Express & Star

Remembering Tony Richards - Walsall's greatest

It was an era where Walsall were mixing it up with Liverpool, with who many perceive to be the club's greatest-ever player banging in the goals.


And now, the full story of that successful period in the early 1960s has been told in a new book – Walsall's Greatest, Tony Richards and The Saddlers' Glory Years.

Richards was the star striker in a Saddlers team that, in just three seasons, went from playing a Fourth Division match in front of 2,366 people at Gateshead to facing Liverpool at a 42,229-strong Anfield.

Information from the time is not easily found on the internet, and that led to Richards' son, Gary, pouring through various archives to give a detailed account of the impact made by his dad and the rest of the team that briefly threatened to reach the top tier.

"I did it as a hobby in my spare time, so it took me about four years to do it and finish it all off," said Gary.

"It's something I've always wanted to document, and the thing is with that period, being a long time ago, it's kind of undervalued.

"When you're on the bulletin boards, you read about the greatest managers and teams, and although it does occasionally get mentioned, I think what they achieved gets overlooked.

"I almost wanted to put the record straight in a way and show how significant the team was that dad played in.

"When Walsall were in the Second Division, or the Championship as it's known now, for the first couple of months of the season, they were second in the league to Liverpool.

"That's unthinkable in modern terms, but for a while, they looked like they could make the top league. It was just a chance to document it all."

Richards starred for Walsall between 1954 and 1963, and he is still their record league goal scorer having netted 185 times in 334 games.

In 1998, he was voted the Saddlers' greatest ever player in a supporters' ballot and also made an Honorary Life President of the club.

Richards – who passed away aged 75 in March 2010 – was two-footed, possessed a fierce shot and most notably renowned for his aerial dominance.

He was part of a strong team, too, as Bill Moore's arrival as boss in late 1957 helped them truly find their feet.

Chapter seven, 'The Iron Age', discusses Moore's no-nonsense approach while chapter 15, 'Liverpool, Bill Shankly and the Sound of the Crowd', features the matches against the Reds.

For Gary, the whole experience of putting together the book allowed him to fully realise what his father achieved.

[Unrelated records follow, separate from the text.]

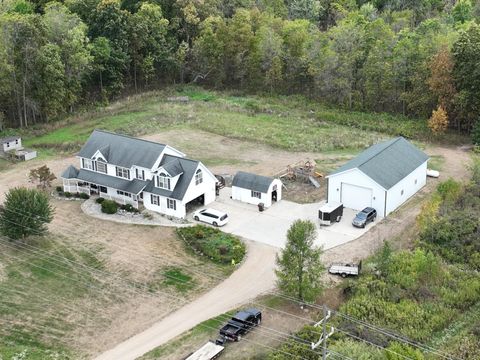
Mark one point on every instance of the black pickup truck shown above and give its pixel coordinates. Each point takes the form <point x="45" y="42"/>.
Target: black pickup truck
<point x="240" y="324"/>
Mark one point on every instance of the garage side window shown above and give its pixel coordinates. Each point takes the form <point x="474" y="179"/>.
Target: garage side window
<point x="198" y="177"/>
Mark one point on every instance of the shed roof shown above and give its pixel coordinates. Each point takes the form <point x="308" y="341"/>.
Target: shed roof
<point x="122" y="150"/>
<point x="251" y="181"/>
<point x="388" y="162"/>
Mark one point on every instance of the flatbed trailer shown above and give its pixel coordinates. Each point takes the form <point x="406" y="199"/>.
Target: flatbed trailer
<point x="209" y="351"/>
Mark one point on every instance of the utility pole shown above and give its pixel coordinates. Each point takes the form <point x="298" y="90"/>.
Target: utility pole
<point x="323" y="340"/>
<point x="324" y="334"/>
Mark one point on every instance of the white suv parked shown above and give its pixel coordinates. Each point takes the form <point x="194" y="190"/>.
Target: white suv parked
<point x="211" y="216"/>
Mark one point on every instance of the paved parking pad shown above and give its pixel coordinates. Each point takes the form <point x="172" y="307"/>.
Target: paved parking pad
<point x="270" y="226"/>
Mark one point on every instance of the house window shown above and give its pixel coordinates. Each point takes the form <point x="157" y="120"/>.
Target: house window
<point x="198" y="177"/>
<point x="163" y="181"/>
<point x="88" y="164"/>
<point x="155" y="200"/>
<point x="256" y="194"/>
<point x="123" y="193"/>
<point x="172" y="204"/>
<point x="140" y="174"/>
<point x="122" y="172"/>
<point x="101" y="167"/>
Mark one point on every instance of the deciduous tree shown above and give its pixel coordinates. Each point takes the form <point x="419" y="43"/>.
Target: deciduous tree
<point x="299" y="267"/>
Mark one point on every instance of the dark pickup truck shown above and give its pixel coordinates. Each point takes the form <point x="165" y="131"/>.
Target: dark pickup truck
<point x="240" y="324"/>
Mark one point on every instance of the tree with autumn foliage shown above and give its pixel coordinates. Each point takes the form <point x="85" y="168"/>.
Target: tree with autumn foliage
<point x="438" y="122"/>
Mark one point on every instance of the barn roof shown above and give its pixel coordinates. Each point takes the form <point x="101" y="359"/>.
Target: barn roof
<point x="388" y="162"/>
<point x="251" y="181"/>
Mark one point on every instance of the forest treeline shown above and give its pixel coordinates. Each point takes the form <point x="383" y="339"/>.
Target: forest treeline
<point x="399" y="56"/>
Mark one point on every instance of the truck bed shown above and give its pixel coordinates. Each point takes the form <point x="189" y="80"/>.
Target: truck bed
<point x="208" y="351"/>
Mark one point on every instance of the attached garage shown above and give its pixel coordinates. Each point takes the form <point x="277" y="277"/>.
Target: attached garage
<point x="255" y="189"/>
<point x="383" y="177"/>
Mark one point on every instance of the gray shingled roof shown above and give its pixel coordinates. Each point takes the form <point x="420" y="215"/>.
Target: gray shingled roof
<point x="9" y="139"/>
<point x="188" y="166"/>
<point x="173" y="167"/>
<point x="70" y="173"/>
<point x="253" y="182"/>
<point x="388" y="162"/>
<point x="122" y="150"/>
<point x="131" y="186"/>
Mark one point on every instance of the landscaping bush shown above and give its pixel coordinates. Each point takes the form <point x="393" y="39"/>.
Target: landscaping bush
<point x="213" y="243"/>
<point x="109" y="207"/>
<point x="84" y="196"/>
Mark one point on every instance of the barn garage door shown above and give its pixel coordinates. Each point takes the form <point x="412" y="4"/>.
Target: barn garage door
<point x="356" y="197"/>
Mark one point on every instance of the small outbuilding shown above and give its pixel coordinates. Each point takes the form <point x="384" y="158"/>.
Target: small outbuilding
<point x="255" y="189"/>
<point x="383" y="177"/>
<point x="11" y="143"/>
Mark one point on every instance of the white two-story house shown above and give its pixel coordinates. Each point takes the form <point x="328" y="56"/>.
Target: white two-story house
<point x="134" y="171"/>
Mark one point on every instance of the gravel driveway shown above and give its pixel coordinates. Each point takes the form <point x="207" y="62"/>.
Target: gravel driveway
<point x="270" y="227"/>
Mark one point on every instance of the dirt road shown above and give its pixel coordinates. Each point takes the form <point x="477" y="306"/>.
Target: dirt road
<point x="254" y="277"/>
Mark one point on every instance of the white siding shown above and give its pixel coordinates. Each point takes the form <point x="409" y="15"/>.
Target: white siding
<point x="206" y="187"/>
<point x="395" y="198"/>
<point x="358" y="178"/>
<point x="12" y="145"/>
<point x="162" y="207"/>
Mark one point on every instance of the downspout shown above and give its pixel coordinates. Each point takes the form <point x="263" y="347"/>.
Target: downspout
<point x="385" y="208"/>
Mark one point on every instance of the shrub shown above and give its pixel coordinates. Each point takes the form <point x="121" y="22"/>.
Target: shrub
<point x="84" y="196"/>
<point x="109" y="207"/>
<point x="25" y="212"/>
<point x="129" y="208"/>
<point x="213" y="243"/>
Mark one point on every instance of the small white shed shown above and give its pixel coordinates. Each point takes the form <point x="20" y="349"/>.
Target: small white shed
<point x="11" y="143"/>
<point x="255" y="189"/>
<point x="383" y="177"/>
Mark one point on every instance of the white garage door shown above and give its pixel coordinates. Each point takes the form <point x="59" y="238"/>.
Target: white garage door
<point x="356" y="197"/>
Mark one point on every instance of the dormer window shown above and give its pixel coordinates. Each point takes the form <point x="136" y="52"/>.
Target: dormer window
<point x="198" y="177"/>
<point x="101" y="166"/>
<point x="163" y="181"/>
<point x="88" y="164"/>
<point x="122" y="172"/>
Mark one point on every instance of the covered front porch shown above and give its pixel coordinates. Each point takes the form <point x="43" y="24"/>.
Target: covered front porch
<point x="91" y="189"/>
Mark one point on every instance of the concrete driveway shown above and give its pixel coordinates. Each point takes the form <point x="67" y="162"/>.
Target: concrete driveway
<point x="270" y="227"/>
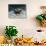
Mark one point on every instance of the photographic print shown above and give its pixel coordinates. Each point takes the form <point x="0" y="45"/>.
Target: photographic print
<point x="17" y="11"/>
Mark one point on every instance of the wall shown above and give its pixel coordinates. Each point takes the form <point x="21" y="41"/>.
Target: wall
<point x="24" y="26"/>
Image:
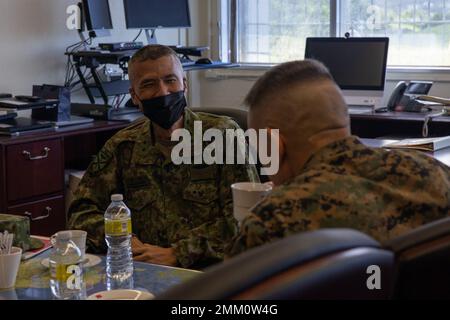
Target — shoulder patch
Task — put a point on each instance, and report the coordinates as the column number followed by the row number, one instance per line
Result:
column 101, row 161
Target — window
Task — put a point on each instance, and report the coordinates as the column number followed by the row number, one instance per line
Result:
column 273, row 31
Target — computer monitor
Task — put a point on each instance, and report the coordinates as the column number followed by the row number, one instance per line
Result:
column 358, row 65
column 97, row 15
column 156, row 14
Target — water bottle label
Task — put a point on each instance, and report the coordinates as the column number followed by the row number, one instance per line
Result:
column 62, row 272
column 118, row 227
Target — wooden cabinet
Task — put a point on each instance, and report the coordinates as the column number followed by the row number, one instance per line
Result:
column 46, row 216
column 32, row 171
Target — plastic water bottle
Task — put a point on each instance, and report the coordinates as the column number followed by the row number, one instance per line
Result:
column 119, row 260
column 66, row 269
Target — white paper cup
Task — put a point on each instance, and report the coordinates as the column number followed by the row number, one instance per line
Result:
column 77, row 236
column 246, row 195
column 9, row 266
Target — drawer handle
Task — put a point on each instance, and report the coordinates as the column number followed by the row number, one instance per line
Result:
column 30, row 157
column 49, row 211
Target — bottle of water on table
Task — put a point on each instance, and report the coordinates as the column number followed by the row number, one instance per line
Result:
column 119, row 259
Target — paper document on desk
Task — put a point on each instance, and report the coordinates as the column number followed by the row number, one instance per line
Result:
column 427, row 144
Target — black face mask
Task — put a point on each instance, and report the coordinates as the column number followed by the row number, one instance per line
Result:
column 165, row 110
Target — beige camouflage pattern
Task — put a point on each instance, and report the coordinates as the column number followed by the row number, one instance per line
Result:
column 188, row 207
column 349, row 185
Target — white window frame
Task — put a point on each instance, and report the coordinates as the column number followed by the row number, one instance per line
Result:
column 228, row 51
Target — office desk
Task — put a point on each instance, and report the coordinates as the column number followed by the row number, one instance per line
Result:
column 441, row 155
column 399, row 124
column 32, row 170
column 93, row 59
column 32, row 281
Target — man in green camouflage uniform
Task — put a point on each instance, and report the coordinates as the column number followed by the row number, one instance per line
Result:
column 328, row 178
column 181, row 214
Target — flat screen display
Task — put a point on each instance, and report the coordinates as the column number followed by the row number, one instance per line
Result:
column 153, row 14
column 355, row 63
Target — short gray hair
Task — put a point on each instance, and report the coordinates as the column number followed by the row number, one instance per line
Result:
column 153, row 52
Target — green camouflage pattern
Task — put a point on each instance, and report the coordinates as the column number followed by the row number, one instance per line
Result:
column 186, row 207
column 380, row 192
column 20, row 227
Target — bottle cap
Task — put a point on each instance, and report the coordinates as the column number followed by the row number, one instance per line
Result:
column 116, row 197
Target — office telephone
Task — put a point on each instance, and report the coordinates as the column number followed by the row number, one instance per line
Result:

"I remember being young and having not seen him play. People would come up to him all the time and say 'thanks for all the memories'," said Gary.

"This allowed me to discover a lot of things I didn't previously know.

"I spoke to a few of his old team-mates who are still around, including Stan Bennett and Ray Wiggin, who had various stories.

"Going through the archives, I found out a lot, so it was a really fulfilling experience.

"The last chapter of the book lists 10 of dad's best goals because there's no footage available of that period – or very little.

"It wasn't about just dad, though. It was about the whole team and what they achieved.

"He's obviously the focus of it, but his team-mates are included as well."

Gary was keen to do his father and the rest of the side justice, with them being the first Walsall team to win a trophy when they clinched the 1960 Fourth Division crown.

Richards broke the club's all-time scoring record the following season and played a pivotal role in reaching promotion from the Third Division, scoring 36 goals.

He then had the distinction of netting their first goal back in the Second Division for 60 years.

Walsall finished 14th in the second tier before relegation in 1962/63, with Richards then moving on and joining Port Vale.

Going through it all was an extensive yet fulfilling process for Gary, who admits the book might be a case of one and done.

"This is the first time I've done a book. It also compares modern football to the game back then, because there are some things we think of that are not quite true about that era," added Gary.

"Players didn't all wear black boots. There's a feeling that players behaved better back, too, before wages sky-rocketed to what they are now, but that's not entirely the case either.

"I really enjoyed doing it, but I think that might be it.

"It took such a long time. We'll see. Possibly, but probably not."

Walsall's Greatest, Tony Richards and The Saddlers' Glory Years is out and available on for £9.99.